There is a clear correlation between a physical market visit and traction, especially in a brand’s early days. Alas, consistent, repeated visits are required to individual markets, as new brands emerge every day, and it’s a fiercely competitive marketplace. Let your guard down, don’t visit a market, and you may easily lose your place on a hard-won restaurant list or shelf; a single visit is soon lost to a perfumed haze of memory as more and more wineries tread the same boards you do, telling a similar story.
3. Outliers’ results are frequently confused with likely outcomes
In reading the foregoing, the obvious objection is that these rules are not true for Screaming Eagle, for Peter Michael, or whatever your preferred exception happens to be. This sense that somehow each of us is intrinsically special is a real danger to wineries. Survivor bias leads us to remember only the wineries that survive from all wine history to the present day. I love old Gemello Cabernet, but they weren’t able to make it out of the early ‘80’s…

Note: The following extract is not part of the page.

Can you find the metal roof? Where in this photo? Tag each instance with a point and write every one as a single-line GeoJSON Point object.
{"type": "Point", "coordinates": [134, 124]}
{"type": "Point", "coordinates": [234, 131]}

Another common error is to assume all wineries have the same business goals you do. Some wineries have inexpensive land (and correspondingly low interest payments), other owners have done the math that owning a winery is a better hobby than owning a yacht, and are happy to lose money indefinitely. If this is not you, it is dangerous to use their strategy as a template for your own winery.
Finally, know what you can, and cannot do. I admire both Danica Patrick and Yao Ming, but as I am not currently an Indy driver, nor can I dunk, their non-drinker consumer recognition strategies are closed to me.
What I do know well is wine from a professional buyer’s perspective and global markets. These are currently where Eden Rift wines are finding their home; largely in the global market, and domestically with on- and off-premise buyers with whom I am often able to build a sense of camaraderie, as I used to be in their shoes. But, ultimately, what I also know is that the most successful winery brands have been able to be nimble over time. They clearly understand that the wine business is counter-intuitive in many ways, and, as such, one must be constantly open to and aware of market changes in order to respond in effective, and ultimately, successful ways.